The teachers who were found to have strong accents were not fired, but their school districts were required to work with them to improve their speech. That was the case even when the local school officials had already assessed the teachers as fluent in English.

That practice was done away with when a concerned citizen filed a class-action complaint with the Federal Department of Education against the state in 2010, for discriminating against these teachers. The Justice Department got involved, and the state changed its policies in August. At first I was outraged that people would be discriminated like this, then I thought about it a little more. I’m  still stuck on my feelings. My sense of humanity tells me it’s wrong to put someone’s career in jeopardy because of his or her accent. My mom has a really thick accent, I have friends with various accents, and I work with  a lot of amazingly brilliant and eloquent students who fall into this category as well.  So  being told your accent is too thick  is kind of like being told you’re  ”too fat” to do a job. However, there are jobs where weight and ability does matter. Call me an ass, but it’s true.
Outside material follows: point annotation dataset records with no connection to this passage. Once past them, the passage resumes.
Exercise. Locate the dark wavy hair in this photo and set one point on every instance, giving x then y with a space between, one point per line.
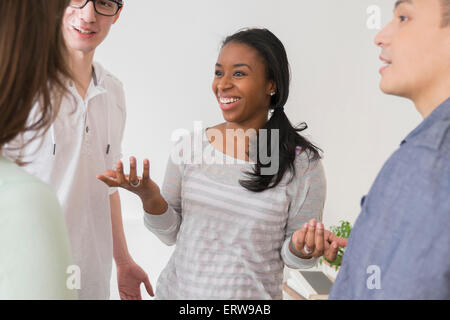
33 65
271 49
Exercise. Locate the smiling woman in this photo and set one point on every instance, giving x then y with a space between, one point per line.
234 238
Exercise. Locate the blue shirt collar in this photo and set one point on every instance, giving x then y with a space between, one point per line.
440 113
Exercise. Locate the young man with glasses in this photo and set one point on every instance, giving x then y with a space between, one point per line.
86 139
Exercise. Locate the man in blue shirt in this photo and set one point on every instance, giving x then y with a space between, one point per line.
400 245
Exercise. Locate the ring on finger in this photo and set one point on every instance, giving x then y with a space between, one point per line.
307 251
135 185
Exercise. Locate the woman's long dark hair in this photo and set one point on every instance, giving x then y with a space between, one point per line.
274 54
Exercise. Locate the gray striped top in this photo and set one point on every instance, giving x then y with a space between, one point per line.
232 243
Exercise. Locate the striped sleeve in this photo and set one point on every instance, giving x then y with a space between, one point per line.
167 225
308 192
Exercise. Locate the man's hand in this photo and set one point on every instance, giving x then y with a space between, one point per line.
129 279
312 240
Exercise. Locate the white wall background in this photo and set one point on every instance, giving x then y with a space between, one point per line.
164 52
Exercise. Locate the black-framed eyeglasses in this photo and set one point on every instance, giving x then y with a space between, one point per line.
107 8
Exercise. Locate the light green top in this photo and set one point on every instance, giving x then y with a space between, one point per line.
34 247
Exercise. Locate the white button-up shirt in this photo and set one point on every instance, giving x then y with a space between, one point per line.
84 141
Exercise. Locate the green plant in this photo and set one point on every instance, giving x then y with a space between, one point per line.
343 230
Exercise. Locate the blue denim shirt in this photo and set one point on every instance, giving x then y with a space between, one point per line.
400 246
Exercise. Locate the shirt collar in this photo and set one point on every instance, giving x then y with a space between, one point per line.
440 113
96 86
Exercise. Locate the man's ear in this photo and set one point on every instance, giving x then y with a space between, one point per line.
116 17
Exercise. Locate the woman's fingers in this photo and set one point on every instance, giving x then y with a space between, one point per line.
146 173
299 237
310 237
319 241
331 253
119 171
112 183
133 175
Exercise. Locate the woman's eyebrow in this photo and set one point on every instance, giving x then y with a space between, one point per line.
237 65
399 2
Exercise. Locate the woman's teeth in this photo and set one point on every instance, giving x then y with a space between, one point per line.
229 100
83 31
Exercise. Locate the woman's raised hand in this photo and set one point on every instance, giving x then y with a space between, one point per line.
313 241
143 186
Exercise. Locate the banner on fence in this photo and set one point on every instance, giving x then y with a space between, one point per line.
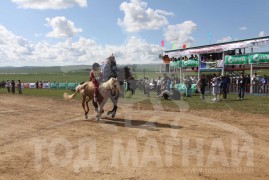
238 59
259 58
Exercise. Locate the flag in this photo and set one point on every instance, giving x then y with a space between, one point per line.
162 43
174 46
209 37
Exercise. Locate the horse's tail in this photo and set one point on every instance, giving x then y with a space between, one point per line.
67 96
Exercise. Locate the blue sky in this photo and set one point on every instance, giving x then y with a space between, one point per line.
67 32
I wouldn’t sign up for a personal trainer who was 300 pounds of pure flab. So I see where Andrew LeFevre, a spokesman for the State Department of Education,  is coming from when he says, of the monitoring,

It was a repeated pattern of misuse of the language or mispronunciation of the language that we were looking for. ..It’s critically important that teachers act as models when it comes to language.

To sidestep my humanity for a moment and draw upon personal experience (which is also of humanity, technically speaking, since I’m human) my  mom has a heavy accent, and her mispronunciation of words during my childhood led to my own problems with the word, sometimes in my misunderstanding of what she was talking about, and sometimes in my inability to clearly communicate an idea to someone else. This really sucked, so I can see the importance of learning language from someone who speaks it clearly. But as any of the ESL students I work with can tell you, none of us who speak English as a native language speak it clearly either!

The thing is, I’ve since figured out how to say most of those words correctly. My mom still struggles, and always will.  Yet she is as smart as they come, and she figures out a way to get her point across to her clients. S0 the problem then, is not in that words are mispronounced–because my mom is still an effective counselor–but in the way those without accents chose to think of language. Dialects vary from region to region, sometimes even within a region (living on Northside Chicago and going to Southside Chicago often illustrated this for me), but the meaning of words remains the same. In the end, isn’t that part of what an education is all about learning that things are different, and yet the same, al around us?  We are an increasingly multilingual, multicultural world community. Whether it’s one accent or another, today’s students are going to have to learn how to communicate with other accented tongues as our working class tomorrow.